Le projet est soumis à consultation jusqu’au 2 mai. Il faudra ensuite attendre la publication des arrêtés correspondants pour en savoir plus sur l’entrée en vigueur du texte. Il n’empêche qu’il vaut mieux se tenir prêt. « Les données relatives à l’année précédente sont transmises annuellement (à la plateforme de recueil et de suivi) à partir de l’année 2021 pour l’année 2020, au plus tard le 30 septembre de l’année en cours », précise le projet de décret.
Pour rappel, le premier décret encadrant la rénovation du parc tertiaire existant, découlant de la loi pour la transition énergétique, avait été annulé à l’été 2017 par le Conseil d’Etat, quelques jours avant son entrée en vigueur.
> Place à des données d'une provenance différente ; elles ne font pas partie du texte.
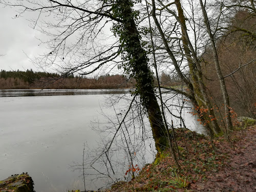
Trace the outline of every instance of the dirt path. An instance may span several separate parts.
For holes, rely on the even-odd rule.
[[[194,191],[256,191],[256,129],[249,128],[234,144],[221,146],[229,156],[224,168],[208,173],[207,181],[198,180],[189,189]]]

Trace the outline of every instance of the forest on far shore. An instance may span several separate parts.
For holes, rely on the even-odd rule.
[[[87,78],[73,74],[34,72],[32,69],[0,72],[0,89],[124,89],[133,85],[133,80],[119,74]]]

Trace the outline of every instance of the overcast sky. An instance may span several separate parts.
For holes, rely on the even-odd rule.
[[[29,58],[44,52],[44,46],[38,46],[35,38],[40,38],[40,33],[29,26],[28,18],[14,19],[16,14],[15,9],[0,5],[0,70],[38,71]]]

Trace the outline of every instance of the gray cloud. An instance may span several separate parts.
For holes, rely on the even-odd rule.
[[[45,51],[35,38],[40,38],[40,33],[29,26],[28,15],[14,18],[16,14],[14,8],[0,7],[0,70],[38,70],[30,58]]]

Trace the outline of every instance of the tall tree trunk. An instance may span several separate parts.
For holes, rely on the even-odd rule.
[[[159,1],[159,2],[161,3],[161,1]],[[155,23],[158,29],[165,49],[173,61],[173,65],[175,67],[176,71],[177,71],[178,75],[182,80],[188,87],[190,92],[190,95],[191,96],[189,98],[192,101],[195,108],[200,107],[201,109],[203,108],[204,109],[207,109],[208,110],[206,113],[201,113],[200,111],[198,110],[197,112],[209,134],[211,137],[212,137],[214,132],[218,134],[221,132],[221,130],[215,118],[215,114],[212,110],[212,108],[210,100],[207,94],[206,89],[203,81],[202,73],[200,62],[198,59],[197,56],[194,48],[189,41],[187,32],[185,16],[180,4],[180,1],[179,0],[175,0],[174,3],[178,10],[178,17],[176,15],[175,13],[170,10],[167,7],[165,7],[164,5],[162,4],[162,5],[165,7],[167,11],[175,16],[178,22],[179,22],[181,25],[182,35],[182,43],[183,44],[183,49],[188,61],[189,72],[191,77],[190,80],[186,79],[183,76],[182,72],[180,71],[179,66],[178,65],[174,55],[168,46],[167,41],[165,37],[160,24],[156,16],[155,0],[152,0],[152,17],[155,20]],[[213,117],[213,118],[210,118],[209,116]],[[211,120],[211,119],[212,119],[212,120]]]
[[[168,146],[167,130],[165,129],[159,105],[155,94],[153,78],[148,66],[146,52],[141,47],[140,36],[133,16],[132,3],[129,0],[118,0],[114,5],[116,14],[123,20],[121,27],[116,32],[124,43],[124,51],[130,61],[129,68],[137,82],[136,93],[139,95],[143,106],[146,109],[151,125],[156,148],[162,152]]]
[[[232,130],[233,126],[232,125],[232,120],[231,119],[229,97],[228,96],[227,88],[226,87],[226,84],[225,83],[225,79],[220,67],[220,63],[219,62],[217,50],[216,49],[216,46],[215,45],[215,41],[214,40],[214,35],[211,33],[209,19],[208,18],[208,16],[207,15],[207,13],[205,10],[204,6],[203,4],[203,2],[202,1],[202,0],[200,0],[200,2],[201,8],[202,9],[202,11],[203,12],[204,23],[205,25],[205,27],[206,27],[206,30],[210,38],[210,41],[211,46],[211,50],[212,51],[212,53],[214,54],[214,63],[215,64],[215,68],[216,69],[216,72],[217,72],[219,79],[220,80],[221,89],[223,96],[225,113],[226,114],[225,116],[226,118],[227,129],[229,130]]]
Ce nouveau projet, découlant d’une concertation de plusieurs mois avec les acteurs du secteur tertiaire, ne devrait normalement pas prendre le même chemin.
[MAJ du 23 avril 2019] Dans un communiqué commun, quatre organisations professionnelles du génie électrique et énergétique* ont salué la « vaste concertation » menée en amont de la publication du projet de décret, qui a permis de « répondre aux inquiétudes soulevées par les acteurs de terrain répartis par groupes de travail sectoriels ». Elles regrettent cependant « l’atténuation du dispositif d’incitation et de sanctions qui portaient sur la non communication des données des bâtiments et la non atteinte des objectifs (…) le seul bon vouloir en matière de performance énergétique n’est malheureusement pas suffisant au regard des enjeux ».
* La FFIE (Fédération française des entreprises de génie électrique et énergétique), la Fieec (Fédération des Industries électriques, électroniques et de communication), le Gimélec (pilotage et optimisation de l’énergie) et le Serce (Syndicat des entreprises de génie électrique et climatique).